When lifting, having a spotter around to ensure you perform the exercise properly and not dropping the weights is crucial, because even the most experienced weightlifters can hurt themselves.

"With free weights, we prefer you have a spotter because we're all humans and something could go wrong," added Hamdan. "A spotter is helpful because most people have one side of their body that is stronger; so when using free weights, the spotter can make sure you're keeping the weight balanced and not tipping it to one side."

Back injuries are a leading cause of lost time among weightlifters. The back could become injured for various reasons, including improper technique, not being worked out enough or mishandling weights.

"With free weights, the closer you are to the weight, the better it is for your back," said Hamdan. "For example, if you have a 20-pound weight on the ground and you lift it properly from 10 inches away from it, that puts 170 pounds of pressure on your back. Under the same circumstances, if you are 20 inches away, the weights would put 250 pounds of pressure. Over time, all that pressure can do damage to your back. So when you lift a weight, you want to get close to it, get square, kneel down and lift it with your legs."

Most injuries can be prevented by setting realistic goals and knowing your limits, according to Hamdan.

"What people do is, they go in thinking, 'I want to gain some muscle weight,' or 'I want to go in there and just get bigger, so let me use some supplements and lift as much as I can,'" Hamdan said.

"That leads to muscle-tear injuries because when you use supplements, you feel stronger, you feel like you can lift more weight; but what they don't realize is afterwards, when that feeling goes away and they're out of energy and out of power, they're going to start feeling the pain because they've overworked their muscles."

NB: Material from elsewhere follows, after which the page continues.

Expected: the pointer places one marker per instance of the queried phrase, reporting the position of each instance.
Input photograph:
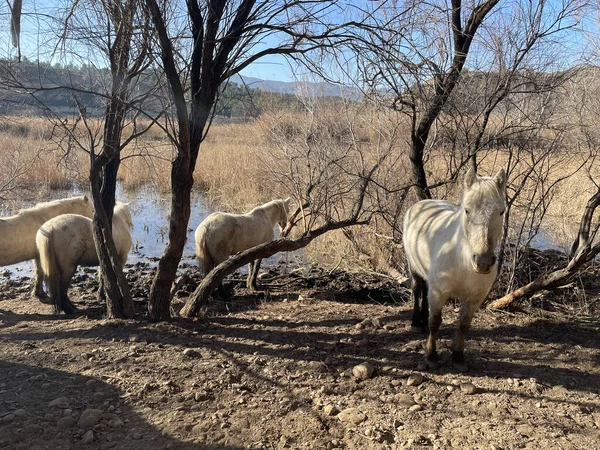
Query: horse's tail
(205, 260)
(48, 261)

Hamdan added that it is important to know that results wouldn't happen overnight. Overworking muscles can set lifters back, because it takes away from recovery time.

"A lot of people think if they work out two or three times a day, they will get better results. That is not the case," he said. "The body needs time to recover, and that's when your muscles actually grow. I see people who use supplements, and they'll come work out in the morning, then again on their lunch break and then for a third time after work, because they feel like with the supplements, they have enough energy to lift the weight; but they're not allowing their body time to recover from their workout."

Proper breathing assists the lifter by oxidizing the blood being circulated to the muscles, and it also will help to prevent hernias.

"Breathing is very important when you lift weights. A lot of people hold their breath, because they feel like building that pressure inside will help them get a better thrust; but if you don't breathe, all that air builds up and it needs to find a way to escape," said Hamdan. "That's when hernias happen, because that's the weakest point in your body while lifting heavy weight."

Weightlifting is only one method to build muscle, and the fitness center offers several alternatives.

"For people who don't prefer to use free weights, we have resistance bands and medicine balls you can work out with. We also have 'selectorized' machines. Each machine has the information about how to use it and how to position your body on it posted. With that, you don't have to worry about picking up the weight or putting on the machine properly. You just select a weight and do your reps."

There are several agencies around base, where people can go to get detailed information about various aspects of working out.

"Every Air Force fitness center has a trained staff," Hamdan said. "You can go to the Health and Wellness Center and talk to a dietician. The HAWC also offers specialists who can help them with various aspects of running and working out. You can also go to a physical therapist, and they can go in depth with you so you don't overextend your joints or muscles."